Changes in the distribution of a calcium-dependent ATPase during demyelination and remyelination in the central nervous system

A calcium-adenosine triphosphatase (Ca2+-ATPase) activity expressed by CNS nerve fibres has been examined during demyelination and remyelination in rats, 21-26 days after an intraspinal injection of ethidium bromide. The Ca2+-ATPase distribution was determined cytochemically, using a technique believed primarily to reflect the presence of ecto-ATPases. We confirm that in normal nerve fibres Ca2+-ATPase activity was present on the external surface of the myelin sheath, and on the axolemma at the nodes of Ranvier. Labelling of the internodal axolemma was restricted to small, scattered, punctate regions. However, following demyelination the Ca2+-ATPase activity was expressed continuously along both the exposed, previously internodal axolemma of entirely naked axons, and it was particularly prominent at sites of contact between axons and glial-cell processes. During remyelination (which in this lesion is accomplished predominantly by Schwann cells) the proportion of the axonal surface exhibiting Ca2+-ATPase activity decreased in concert with the progressive thickening of the new myelin sheath.
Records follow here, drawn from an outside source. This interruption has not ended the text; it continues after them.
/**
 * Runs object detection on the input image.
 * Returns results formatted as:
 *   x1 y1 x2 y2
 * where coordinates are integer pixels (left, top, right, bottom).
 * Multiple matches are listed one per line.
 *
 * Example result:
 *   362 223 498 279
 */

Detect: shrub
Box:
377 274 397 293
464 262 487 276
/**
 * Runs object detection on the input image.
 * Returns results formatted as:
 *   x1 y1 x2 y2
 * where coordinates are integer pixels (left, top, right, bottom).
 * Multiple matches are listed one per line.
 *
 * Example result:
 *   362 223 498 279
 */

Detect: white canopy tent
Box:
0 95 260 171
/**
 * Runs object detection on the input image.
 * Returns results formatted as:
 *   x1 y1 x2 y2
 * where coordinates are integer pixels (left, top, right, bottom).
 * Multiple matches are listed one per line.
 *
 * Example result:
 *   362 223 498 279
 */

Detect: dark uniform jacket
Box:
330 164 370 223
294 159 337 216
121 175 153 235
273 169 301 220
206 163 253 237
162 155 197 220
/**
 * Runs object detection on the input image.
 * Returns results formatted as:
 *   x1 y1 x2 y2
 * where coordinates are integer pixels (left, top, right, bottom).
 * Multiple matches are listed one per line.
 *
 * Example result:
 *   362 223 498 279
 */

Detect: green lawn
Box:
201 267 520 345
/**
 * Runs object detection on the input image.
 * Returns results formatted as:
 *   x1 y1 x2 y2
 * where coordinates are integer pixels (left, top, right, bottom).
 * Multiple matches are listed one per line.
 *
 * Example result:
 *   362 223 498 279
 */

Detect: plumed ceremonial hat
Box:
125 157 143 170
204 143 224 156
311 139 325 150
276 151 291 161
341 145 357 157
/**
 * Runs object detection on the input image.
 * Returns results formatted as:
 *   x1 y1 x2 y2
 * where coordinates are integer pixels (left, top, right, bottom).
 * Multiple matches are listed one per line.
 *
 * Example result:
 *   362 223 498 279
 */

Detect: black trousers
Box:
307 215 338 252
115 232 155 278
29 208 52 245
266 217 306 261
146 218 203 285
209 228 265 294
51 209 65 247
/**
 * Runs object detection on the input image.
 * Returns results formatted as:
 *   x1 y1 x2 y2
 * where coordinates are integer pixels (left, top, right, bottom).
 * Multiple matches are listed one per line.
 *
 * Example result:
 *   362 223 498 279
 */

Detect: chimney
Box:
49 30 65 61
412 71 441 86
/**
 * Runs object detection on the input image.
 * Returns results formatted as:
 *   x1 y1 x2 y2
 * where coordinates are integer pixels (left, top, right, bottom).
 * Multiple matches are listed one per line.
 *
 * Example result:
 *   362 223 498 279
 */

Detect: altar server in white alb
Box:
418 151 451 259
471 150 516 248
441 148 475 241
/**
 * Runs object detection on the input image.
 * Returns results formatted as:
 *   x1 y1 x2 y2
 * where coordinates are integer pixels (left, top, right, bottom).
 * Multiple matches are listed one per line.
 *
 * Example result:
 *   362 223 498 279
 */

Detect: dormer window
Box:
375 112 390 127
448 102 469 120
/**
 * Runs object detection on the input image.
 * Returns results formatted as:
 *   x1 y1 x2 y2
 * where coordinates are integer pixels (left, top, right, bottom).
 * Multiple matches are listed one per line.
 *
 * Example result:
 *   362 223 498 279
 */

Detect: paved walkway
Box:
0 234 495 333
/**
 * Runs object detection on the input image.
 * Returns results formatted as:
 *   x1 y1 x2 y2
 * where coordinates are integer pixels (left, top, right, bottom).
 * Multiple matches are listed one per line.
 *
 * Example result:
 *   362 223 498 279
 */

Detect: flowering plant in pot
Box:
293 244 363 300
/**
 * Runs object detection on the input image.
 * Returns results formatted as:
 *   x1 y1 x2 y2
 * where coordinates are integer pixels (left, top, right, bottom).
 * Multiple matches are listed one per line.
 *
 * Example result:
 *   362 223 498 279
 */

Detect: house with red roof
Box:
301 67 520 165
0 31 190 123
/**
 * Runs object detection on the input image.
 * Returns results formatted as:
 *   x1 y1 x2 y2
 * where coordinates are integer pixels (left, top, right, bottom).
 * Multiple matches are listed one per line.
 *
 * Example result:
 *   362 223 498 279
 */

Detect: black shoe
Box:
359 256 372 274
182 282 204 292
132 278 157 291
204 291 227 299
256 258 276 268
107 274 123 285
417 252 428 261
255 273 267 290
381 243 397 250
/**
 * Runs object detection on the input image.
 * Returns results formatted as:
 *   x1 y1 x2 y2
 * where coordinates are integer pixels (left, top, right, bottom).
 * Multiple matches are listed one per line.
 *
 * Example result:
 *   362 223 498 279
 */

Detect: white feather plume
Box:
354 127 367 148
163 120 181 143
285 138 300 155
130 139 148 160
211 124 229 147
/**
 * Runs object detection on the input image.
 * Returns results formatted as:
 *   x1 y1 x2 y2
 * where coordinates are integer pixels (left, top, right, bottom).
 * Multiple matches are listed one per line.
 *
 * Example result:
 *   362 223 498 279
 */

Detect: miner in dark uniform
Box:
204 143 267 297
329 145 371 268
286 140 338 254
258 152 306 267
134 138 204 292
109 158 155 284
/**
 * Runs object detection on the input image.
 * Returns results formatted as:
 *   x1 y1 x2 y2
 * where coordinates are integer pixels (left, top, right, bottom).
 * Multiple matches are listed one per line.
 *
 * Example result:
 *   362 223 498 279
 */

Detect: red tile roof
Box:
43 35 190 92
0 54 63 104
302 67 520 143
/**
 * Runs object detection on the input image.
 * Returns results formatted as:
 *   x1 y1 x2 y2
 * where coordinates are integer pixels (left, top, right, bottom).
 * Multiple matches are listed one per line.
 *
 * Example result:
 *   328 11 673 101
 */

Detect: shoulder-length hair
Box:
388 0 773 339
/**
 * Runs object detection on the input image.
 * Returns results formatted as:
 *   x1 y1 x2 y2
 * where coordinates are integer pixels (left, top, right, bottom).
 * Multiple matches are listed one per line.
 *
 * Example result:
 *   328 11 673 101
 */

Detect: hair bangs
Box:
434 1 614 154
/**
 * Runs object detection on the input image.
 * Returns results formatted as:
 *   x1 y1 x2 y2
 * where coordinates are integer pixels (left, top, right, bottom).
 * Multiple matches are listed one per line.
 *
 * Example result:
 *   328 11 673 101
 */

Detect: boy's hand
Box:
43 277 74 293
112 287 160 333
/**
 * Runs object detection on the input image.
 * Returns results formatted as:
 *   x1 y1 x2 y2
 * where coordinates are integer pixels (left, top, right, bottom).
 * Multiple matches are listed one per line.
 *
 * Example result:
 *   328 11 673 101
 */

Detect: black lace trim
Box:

The non-myelin forming plasmalemma of Schwann cells was positive for the Ca2+ ATPase activity, but activity was abruptly lost at the site of compaction between the inner and outer leaflets of the forming myelin sheath. Ecto-ATPase activity is a property of some cell adhesion molecules, and it follows that the changes observed in the distribution of ATPase activity in this study may reflect changes in the axolemma which are important for the successful repair of the lesion by remyelination. The ATPase activity may, for example, reflect the changing distribution of molecules important in aiding axo-glial recognition and the establishment of axo-glial contacts.